The past few days I have been thinking about the beginning. The beginning, meaning when we signed our initial paperwork and took that leap of faith. I think many thought we were crazy, especially knowing we didn't have the funds to pay for an adoption. I've spoken about this many many times on this blog. But God tugged and He tugged hard. I knew this was where He wanted us and I knew that He would work out all of the details. Although the plan was still a little unclear, and I worried a LOT wandering how on earth we would raise almost $18,000... I tried my hardest to trust in His plan.
In the end... in just over 6 months... He provided ALL of our funds, leaving us to pay around $2,000 at the end. God IS Good! He is faithful and He does provide. In the beginning, I remember praying so hard for God to use our story to touch others. I prayed that He would be uplifted and glorified throughout our journey and even after placement. I believe He was. Unfortunately though, I feel as though I have fallen off the wagon since bringing Katherine Grace home. I became less passionate, annoyed with emails, discouraged with my blog and truthfully... unmotivated! This was not what I ever imagined.
Thankfully.... God has sent some beautiful encouragement and reminders my way these past few weeks. He has reminded me that He is far from finished with our story and continues to use it daily! I received a phone call from a friend the other day. She has spoken with me a few times already, but recently decided to move forward with their adoption journey! I was in tears listening to her and hearing her fears, excitement and just her story. It reminded me once again on why I created this blog. In many ways it was my outlet and my way to express my emotions during our waiting, as well as document the many phases of our adoption journey. But in the end it became so much more to me. It became a place where I wore my heart on my sleeves, I shared real emotions... raw ones.
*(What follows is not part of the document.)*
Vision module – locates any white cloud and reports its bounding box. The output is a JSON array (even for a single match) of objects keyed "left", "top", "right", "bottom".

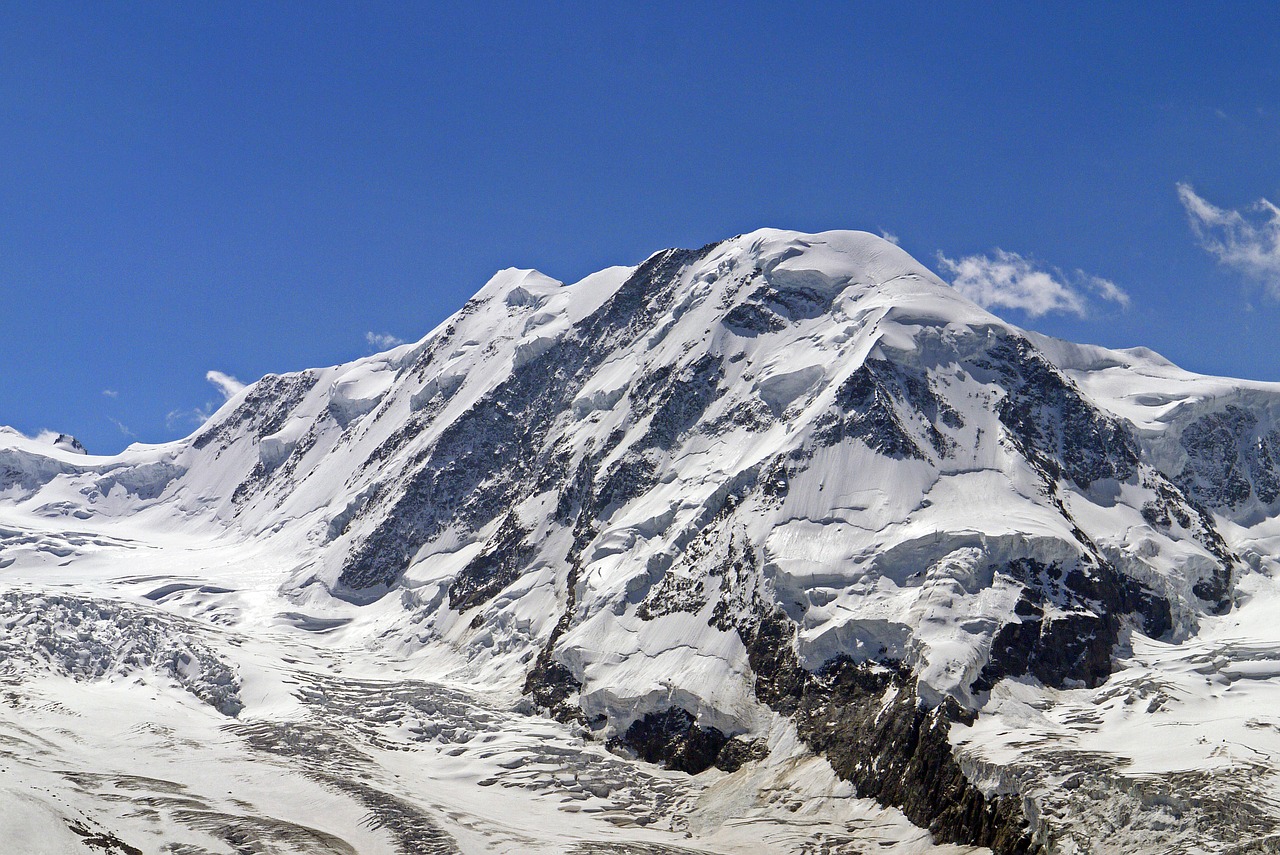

Ones that were hard to put into words.. but they were REAL and that was what I wanted so desperately to convey. I wanted to share the ups and downs of this scary, yet so rewarding journey. I wanted people to understand the reality of adoption and how God loves and cares of the orphans.
I am so passionate about orphans and even more about adoption. I truly believe this was where God has led our family and praise Him for laying it so heavily on our hearts! I thank Him for USING me... of all people, little ole, crazy emotional, ME! I feel incredibly honored to be where I am.
So... with all of that being said... if you feel God tugging at your heart and you're scared in any way... please trust Him! Allow Him to use you in ways you could never dream possible. Allow Him to write your story for you and take you down the path He wants you to be on. I promise... His is WAY BETTER THAN YOUR OWN!